Alta Velocidad Española (AVE) is a service of high speed rail in Spain operated by Renfe Operadora, the Spanish national railway company, at speeds of up 200 miles per hour or more. Alta Velocidad Española translates to "Spanish High Speed", but the initials are also a play on the word ave, meaning "bird". As of June 2013, the Spanish AVE system is the longest HSR network in Europe with 3,100 km (1,900 mi) and the second in the world, after China's.

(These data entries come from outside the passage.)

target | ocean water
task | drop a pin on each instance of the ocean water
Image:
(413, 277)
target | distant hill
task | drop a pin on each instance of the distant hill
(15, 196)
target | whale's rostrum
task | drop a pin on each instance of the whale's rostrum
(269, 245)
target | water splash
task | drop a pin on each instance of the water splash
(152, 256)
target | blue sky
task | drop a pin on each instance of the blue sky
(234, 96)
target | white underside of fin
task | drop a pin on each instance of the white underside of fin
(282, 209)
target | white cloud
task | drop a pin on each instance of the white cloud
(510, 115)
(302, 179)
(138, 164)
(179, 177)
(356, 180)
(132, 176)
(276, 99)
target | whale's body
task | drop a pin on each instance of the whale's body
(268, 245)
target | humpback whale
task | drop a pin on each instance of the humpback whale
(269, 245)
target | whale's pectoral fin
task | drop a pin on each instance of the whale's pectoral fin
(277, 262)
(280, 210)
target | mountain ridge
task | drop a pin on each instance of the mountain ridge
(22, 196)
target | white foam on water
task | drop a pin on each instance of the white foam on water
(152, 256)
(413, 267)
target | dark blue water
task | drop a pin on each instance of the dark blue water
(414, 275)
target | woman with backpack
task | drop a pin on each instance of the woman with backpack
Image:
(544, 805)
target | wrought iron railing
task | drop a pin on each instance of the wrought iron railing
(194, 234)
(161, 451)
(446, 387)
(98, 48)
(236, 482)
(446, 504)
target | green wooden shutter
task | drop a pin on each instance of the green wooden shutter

AVE trains run on a network of high-speed rail track owned and managed by Adif, where other high-speed (Avant, Alvia) and mid-speed (Altaria) services also operate. The original line was opened in 1992, connecting the cities of Madrid, Córdoba and Seville. Unlike the rest of the Iberian broad gauge network, the AVE uses standard gauge, permitting direct connections outside Spain. Although AVE trains are operated by Renfe, private companies may be allowed to operate trains in the future using other brands, in accordance with European Union legislation. On the line from Madrid to Seville, the service guarantees arrival within five minutes of the advertised time, and offers a full refund if the train is delayed further, although only 0.16% of trains have been so. In this regard, the punctuality of the AVE is exceptional compared to other non-long-distance Renfe services. On other AVE lines, this punctuality promise is more lax (15 minutes on the Barcelona line). A possible reason for this is that AVE services slow down to 200 km/h for the Sierra Morena section of the journey, because of the tight curves, and 250 km/h for the Córdoba-Seville section, possibly on account of medium-speed services running on the line, meaning that they have an easy means of recovering lost time if held up earlier in the journey.
High speed trains just plain make sense. Surely this is why in my neck of the woods, Florida, there are already plans in the works for a high speed train from Orlando to Miami. One thing worth noting as a point of distinction between the Spanish system and the planned system for Florida, is the lack of planned stops en-route in Florida. That is to say, the system in Florida will be providing practically non-stop service. While this perhaps is feasible in terms of adding value to the majority of the system's customer base, it has received criticism from smaller en-route localities that would benefit from having a train stop. Just such is the case in my home in Fort Pierce, Florida.